„Warum hängen denn da schon wieder die ganzen Fotos, Mama?“, fragt der grosse Herr Maus heute im Auto. „Sind schon wieder Wahlen?“
„Jaaaha! Kuntavaalit!“, leiert das Fräulein Maus genervt eine Antwort, denn ihr ist am Dienstag schon das Gleiche aufgefallen und wir haben ausführlich darüber gesprochen. Auch darüber, dass wir auch als Ausländer bei den Kommunalwahlen wählen dürfen.
„Hast du dich schon entschieden, wen du wählst?“, fragt sie jetzt. „Nee, noch nicht,“ gebe ich zu, „aber ich muss jetzt wirklich mal anfangen, Kandidaten zu vergleichen!“
„Kinder dürfen doch nicht wählen, oder?“, fragt das Fräulein Maus weiter. Ich verneine. „Dann möchte ich, dass du jemanden wählst, der sich für die Umwelt einsetzt. Und für Flüchtlinge“, teilt sie mir mit.
„Ja, genau, das will ich auch!“, meldet sich der grosse Herr Maus von der anderen Seite der Rückbank zu Wort. „Für den Umweltschutz. Und dass die Flüchtlinge hierherkommen dürfen.“
Ich verspreche, so jemanden auszusuchen.
Damit wir auch bei den übernächsten Wahlen – nächstes Jahr wird der Präsident gewählt, übernächstes das Parlament – unsere Stimme abgeben dürfen, fahren wir jetzt aber erstmal – den Ähämann sammeln wir unterwegs ein – in den Nachbarort zur Einwanderungsbehörde.
Der erste Teil der Beantragung der finnischen Staatsbürgerschaft war ja denkbar einfach. Online-Antrag ausfüllen, online die erforderliche Gebühr überweisen, fertig.
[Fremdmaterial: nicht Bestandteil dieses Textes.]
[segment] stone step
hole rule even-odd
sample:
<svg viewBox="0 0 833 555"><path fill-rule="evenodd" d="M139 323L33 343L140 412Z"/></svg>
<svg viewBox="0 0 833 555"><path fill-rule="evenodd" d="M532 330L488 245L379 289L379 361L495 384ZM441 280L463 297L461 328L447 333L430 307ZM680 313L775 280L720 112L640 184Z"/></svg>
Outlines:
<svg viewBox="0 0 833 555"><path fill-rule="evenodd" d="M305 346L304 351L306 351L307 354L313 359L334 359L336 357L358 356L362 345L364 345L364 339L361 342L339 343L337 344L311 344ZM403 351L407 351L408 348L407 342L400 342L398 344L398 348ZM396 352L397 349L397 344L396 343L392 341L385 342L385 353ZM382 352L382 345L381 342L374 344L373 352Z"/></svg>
Hinterher aber muss man sich noch persönlich ausweisen und die dem Online-Antrag beigefügten Dokumente – Sprachzertifikat und letzter Arbeitsvertrag, bei Kindern als Mitantragsteller noch die Einverständniserklärung des jeweils anderen Elternteils – im Original vorlegen. FrüherBis letztes Jahr machte man das noch einfach bei nächster Gelegenheit auf der nächsten Polizeidienststelle, neuerdings muss man dafür eine der landesweit neun Zweigstellen der Einwanderungsbehörde aufsuchen. (Unsere befindet sich glücklicherweise direkt am Stadtrand im Nachbarort, aber andere Leute müssen dafür neuerdings auch mal ein-, zweihundert Kilometer fahren.) Der nächste freie Termin dort – ebenfalls online gleich mit dem Antrag reservierbar – fand sich erst zwei Monate nach Antragstellung. Also heute.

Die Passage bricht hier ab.